CINÉMA

« Jessica Forever » – Envers et contre tout

Figures poignantes d’un cinéma français qui se renouvèle, Jessica Forever, est le premier long-métrage Jonathan Vinel et Caroline Poggi, récemment présenté à la Berlinale ainsi qu’au Toronto International Film Festival.

On les avait déjà vu à l’oeuvre dans l’onirique triptyque Ultra Rêve, aux cotés des talentueux Bertrand Mandico et Yann Gonzalez, inscrivant ce duo de réalisateurs dans un cinéma de genre bien défini, imprégné d’un psychédélisme et d’une esthétique à toute épreuve, ces deux jeunes réalisateurs réitère avec Jessica Forever leurs premières réussites.

Jessica (Aomi Muyock) est celle qui a consacré sa vie, s’est dévouée à l’aide des garçons orphelins, anciens monstres capables alors des pires atrocités, parias de la société poursuivies par des forces spéciales. Elle est celle qui leur confère une seconde chance dans un monde qui leur a tout ôté.

© Le Pacte

Au premier abord Jessica Forever fait figure d’ovni, une succession d’images curieuses mais pour le moins attrayantes. Un trip imprégné de culture pop et d’un sens du visuel rigoureux. Sous ses airs faussés d’hommage audacieux aux héroïnes de jeux vidéos, le film se révèle finalement d’une puissance sans pareille, un beau tour de force pour ce projet de longue durée écrit en 2014, et tourné en il y a deux ans.

Tout reconstruire

Si le personnage de Jessica, entouré d’hommes plus ou moins jeunes, peut au premier abord, sembler être le fil conducteur de cette histoire, ceux-ci coexistent les uns pour les autres, les uns avec les autres. Dans un simulacre de sécurité, formant une famille de onze, une famille peu conventionnelle qui répond pourtant à un mal-être contemporain, celui d’un vivre ensemble impossible, d’un dialogue rompu, chacun cherche à se reconstruire.

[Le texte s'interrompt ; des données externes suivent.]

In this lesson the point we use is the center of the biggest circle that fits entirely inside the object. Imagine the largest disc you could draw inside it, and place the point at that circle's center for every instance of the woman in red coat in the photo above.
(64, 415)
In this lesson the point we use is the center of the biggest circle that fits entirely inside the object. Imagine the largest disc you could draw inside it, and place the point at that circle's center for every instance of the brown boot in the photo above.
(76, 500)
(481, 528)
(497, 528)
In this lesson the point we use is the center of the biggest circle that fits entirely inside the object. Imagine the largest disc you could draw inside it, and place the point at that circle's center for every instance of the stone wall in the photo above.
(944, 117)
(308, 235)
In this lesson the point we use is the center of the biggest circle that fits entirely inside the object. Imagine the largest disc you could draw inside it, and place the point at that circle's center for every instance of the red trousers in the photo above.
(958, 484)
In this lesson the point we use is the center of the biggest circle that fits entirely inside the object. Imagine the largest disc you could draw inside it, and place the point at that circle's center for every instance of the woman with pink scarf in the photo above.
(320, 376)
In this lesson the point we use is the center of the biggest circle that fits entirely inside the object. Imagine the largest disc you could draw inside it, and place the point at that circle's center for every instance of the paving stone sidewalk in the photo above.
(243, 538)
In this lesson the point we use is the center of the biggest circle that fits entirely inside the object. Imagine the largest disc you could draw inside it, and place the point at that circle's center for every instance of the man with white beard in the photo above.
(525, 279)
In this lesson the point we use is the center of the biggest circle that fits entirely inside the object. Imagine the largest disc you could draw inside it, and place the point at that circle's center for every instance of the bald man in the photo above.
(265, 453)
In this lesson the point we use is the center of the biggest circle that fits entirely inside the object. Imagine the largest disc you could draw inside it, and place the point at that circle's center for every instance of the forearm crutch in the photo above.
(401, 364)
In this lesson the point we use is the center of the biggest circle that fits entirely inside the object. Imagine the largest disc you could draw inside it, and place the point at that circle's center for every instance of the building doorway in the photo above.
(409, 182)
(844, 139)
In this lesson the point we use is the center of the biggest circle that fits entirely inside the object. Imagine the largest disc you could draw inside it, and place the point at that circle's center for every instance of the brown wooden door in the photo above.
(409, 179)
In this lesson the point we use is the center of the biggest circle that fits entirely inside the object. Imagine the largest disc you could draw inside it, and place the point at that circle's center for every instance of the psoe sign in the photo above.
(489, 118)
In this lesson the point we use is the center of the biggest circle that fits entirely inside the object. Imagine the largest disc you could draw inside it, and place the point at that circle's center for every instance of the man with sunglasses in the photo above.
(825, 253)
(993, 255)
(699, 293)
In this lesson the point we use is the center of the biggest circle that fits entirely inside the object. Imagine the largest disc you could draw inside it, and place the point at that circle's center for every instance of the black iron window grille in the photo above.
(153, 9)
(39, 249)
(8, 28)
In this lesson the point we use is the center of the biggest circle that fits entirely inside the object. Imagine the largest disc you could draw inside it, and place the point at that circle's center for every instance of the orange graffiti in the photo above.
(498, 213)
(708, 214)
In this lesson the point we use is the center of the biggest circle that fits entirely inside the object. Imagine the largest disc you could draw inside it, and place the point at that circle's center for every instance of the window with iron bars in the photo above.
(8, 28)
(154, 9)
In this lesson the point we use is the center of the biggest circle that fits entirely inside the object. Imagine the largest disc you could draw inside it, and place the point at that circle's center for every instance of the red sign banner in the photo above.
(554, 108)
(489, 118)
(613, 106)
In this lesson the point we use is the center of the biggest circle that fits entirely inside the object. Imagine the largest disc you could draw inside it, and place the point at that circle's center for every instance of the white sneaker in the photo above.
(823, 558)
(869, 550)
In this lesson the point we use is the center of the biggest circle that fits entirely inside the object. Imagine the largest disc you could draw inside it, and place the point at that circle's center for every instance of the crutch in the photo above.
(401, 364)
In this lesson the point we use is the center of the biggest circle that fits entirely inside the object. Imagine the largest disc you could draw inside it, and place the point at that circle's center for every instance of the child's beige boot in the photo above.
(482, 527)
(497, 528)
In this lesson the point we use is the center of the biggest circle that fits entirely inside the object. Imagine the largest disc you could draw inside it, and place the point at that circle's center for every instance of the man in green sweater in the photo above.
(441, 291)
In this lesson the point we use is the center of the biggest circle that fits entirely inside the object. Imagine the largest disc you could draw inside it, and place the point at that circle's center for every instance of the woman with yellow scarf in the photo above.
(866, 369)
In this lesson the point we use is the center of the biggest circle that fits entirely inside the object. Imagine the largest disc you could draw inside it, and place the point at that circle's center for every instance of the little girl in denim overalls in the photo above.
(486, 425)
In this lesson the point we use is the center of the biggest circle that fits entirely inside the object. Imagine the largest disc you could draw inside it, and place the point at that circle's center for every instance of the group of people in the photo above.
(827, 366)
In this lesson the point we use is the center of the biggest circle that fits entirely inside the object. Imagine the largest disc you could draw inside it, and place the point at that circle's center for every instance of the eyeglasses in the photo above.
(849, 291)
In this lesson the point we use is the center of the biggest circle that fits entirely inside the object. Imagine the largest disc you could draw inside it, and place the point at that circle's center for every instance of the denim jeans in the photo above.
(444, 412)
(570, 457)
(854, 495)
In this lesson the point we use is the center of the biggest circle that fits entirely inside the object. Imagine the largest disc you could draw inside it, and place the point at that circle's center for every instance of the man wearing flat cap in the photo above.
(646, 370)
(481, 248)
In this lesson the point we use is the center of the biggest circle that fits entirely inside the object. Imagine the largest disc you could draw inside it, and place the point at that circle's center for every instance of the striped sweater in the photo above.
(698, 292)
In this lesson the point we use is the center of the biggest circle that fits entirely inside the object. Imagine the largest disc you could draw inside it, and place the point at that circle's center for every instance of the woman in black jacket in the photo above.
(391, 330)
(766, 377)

Ce premier long-métrage se veut être un film nécessaire empreint d’un regard nouveau sur la vulnérabilité, en particulier celle des hommes. La violence, sujet préexistant du film, est bien souvent éteinte cachée sous des muscles, des traits de caractères, des blessures. Cette vulnérabilité devient alors une carapace, constituant de nouveaux moyens d’expression entre les individus, elle se masque sous une légèreté exacerbée, combattant une masculinité toxique trop souvent échauffée au cinéma.

Visuellement le film est un sans faute, murement réfléchi. L’image est douce amère, les plans se rapprochent et donnent à voir des tableaux, des photos de famille presque, des paysages, des représentations sécurisantes. ; d’autres plus crues, où le sang côtoie la douleur, mais ce sans jamais choquer, sans jamais basculer dans la vulgarité. Un soin pointilleux est également accordé aux thèmes musicaux qui ponctuent ce long-métrage, des morceaux qui accentuent toujours plus justement les émotions transmises par celui-ci.

Génération(s)

Jessica Forever convoque des dimensions réconfortantes, celles des années 90, d’une enfance passée entre les zones pavillonnaires et les centres commerciaux, celle de la bétonisation extrême. Un monde d’objets quotidiens érigés ici en icônes, des images édulcorées, des paquets de céréales, des jouets convoités. Ce long métrage en appelle ici aux jeux vidéos, et au jeu en général, le film joue avec nos sens conviant des entités que l’on connait bien, mêlant ces objets, des figures du quotidiens détournés de leur réalité concrète.

C’est un moyen de se confronter à une nostalgie constante, à des éléments d’un passé personnel mais aussi, générationnel, pas une génération précise mais plus celle d’une perte de repère. Le film évolue ainsi dans des décors bien connus des réalisateurs, Toulouse, dont est originaire Jonathan Vinel, et les paysages sauvages de la Corse, où a grandi Caroline Poggi.

Jessica Forever est une fresque impressionnante sur nos maux actuels, transposés ici dans une réalité annexe déconcertante. Sans être ouvertement politique ce premier long métrage est éperdument social, questionnant le rapport aux autres, et les modes de vie. Un conte d’idéaux convergents où la désolation nous engage à sauvegarder le peu de beauté qu’il nous reste alors.